For staking your cryptocurrencies, you will have to prepare any of the wallets — hardware/cold wallet or software/hot wallet. This wallet will help you to store your staked cryptocurrencies and the earning rewards. Nevertheless, if you utilize some centralized platforms that control your assets, you will not need to.

Some projects like the Cardano (ADA) and Cosmos (ATOM) bear no minimum threshold for staking. But, for staking Ethereum, you have to invest 32 ETH. make sure that you have the available funds to continue staking in the cryptocurrency.

For staking your cryptocurrencies, you are required to act as a validator node. This requires that you have a strong machine that is connected to the internet continuously all the time. A normal desktop of yours will suffice but bear in the mind the electricity costs. You can also use cloud computing via virtual private servers.

After you have chosen your coin to stake, created a wallet, and have transferred at least the minimum threshold for the coins followed by the right hardware setup, you must proceed to follow the instructions of the staking software. Keep your device connected. You are now earning passive crypto.

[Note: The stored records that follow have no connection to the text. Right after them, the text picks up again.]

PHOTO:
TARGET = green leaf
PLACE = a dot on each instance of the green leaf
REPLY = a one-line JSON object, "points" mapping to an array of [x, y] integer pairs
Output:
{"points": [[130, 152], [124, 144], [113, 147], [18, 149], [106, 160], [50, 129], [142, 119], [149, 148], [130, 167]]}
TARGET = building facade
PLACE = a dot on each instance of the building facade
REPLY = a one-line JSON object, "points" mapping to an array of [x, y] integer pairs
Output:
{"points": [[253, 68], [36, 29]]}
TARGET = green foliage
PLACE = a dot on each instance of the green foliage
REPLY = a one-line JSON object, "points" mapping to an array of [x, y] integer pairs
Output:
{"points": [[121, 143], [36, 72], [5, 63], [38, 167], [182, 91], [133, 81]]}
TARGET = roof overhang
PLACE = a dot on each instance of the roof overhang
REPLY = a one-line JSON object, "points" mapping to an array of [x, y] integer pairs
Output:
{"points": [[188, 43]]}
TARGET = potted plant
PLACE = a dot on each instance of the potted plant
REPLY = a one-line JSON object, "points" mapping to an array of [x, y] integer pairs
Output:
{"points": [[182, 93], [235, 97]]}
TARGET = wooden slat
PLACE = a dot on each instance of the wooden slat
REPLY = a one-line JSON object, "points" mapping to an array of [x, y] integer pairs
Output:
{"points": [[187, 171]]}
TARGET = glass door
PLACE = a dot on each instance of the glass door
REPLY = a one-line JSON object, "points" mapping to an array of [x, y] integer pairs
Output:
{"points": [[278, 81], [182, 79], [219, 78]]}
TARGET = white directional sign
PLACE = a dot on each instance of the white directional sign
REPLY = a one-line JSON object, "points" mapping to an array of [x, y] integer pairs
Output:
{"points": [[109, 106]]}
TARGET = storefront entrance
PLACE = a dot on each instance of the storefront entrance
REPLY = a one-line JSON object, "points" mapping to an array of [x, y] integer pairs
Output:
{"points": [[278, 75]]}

As you can hold your coins on Binance, You can even add them to a staking pool. Nevertheless, there are no fees for Binance staking. Additionally, you can also enjoy the other benefits that you receive on holding your coins on the Binance platform. All you need to do is hold the PoS coins on Binance. All your further technical requirements will be automatically taken care of. You can expect the staking rewards at the beginning of each month. You can also check the earlier distributed rewards for a specific coin under the “Historical Yield” tab on the individual crypto staking page on each project.

There are no easy methods that can explain how cryptocurrency staking rewards are calculated. However, each of the blockchain networks might use a different way of calculating the staking rewards.

Some get adjusted on a block-by-block basis depending on several factors, which may include:

  • The number of coins the validator is staking.
  • The tenure for which the validator has been actively staking.
  • Total number of coins that are staked on the network.
  • The inflation rate
  • Other concerning factors.

In some of the other cases and for the other networks, the staking rewards get determined as the fixed percentage. The earned rewards are distributed amongst the validators as a sort of compensation against inflation. Inflation encourages the users to spend their cryptocurrencies in place of holding them. This may increase their usage as cryptocurrency. However, with this model, the validators can calculate what exact staking reward they can expect.

To conclude, crypto staking is a brand new activity that has successfully revolutionized the face of cryptocurrencies. It has offered a compelling fresh new use case. As the PoS networks continue to grow in influence, so will be the crypto staking mechanism. These are crucial tools for strengthening the networks, building vested communities, and enabling the new business models. They are also particularly useful in the consumer or utility token models. Furthermore, this resolves the medium of exchange velocity issue while offering true utility value.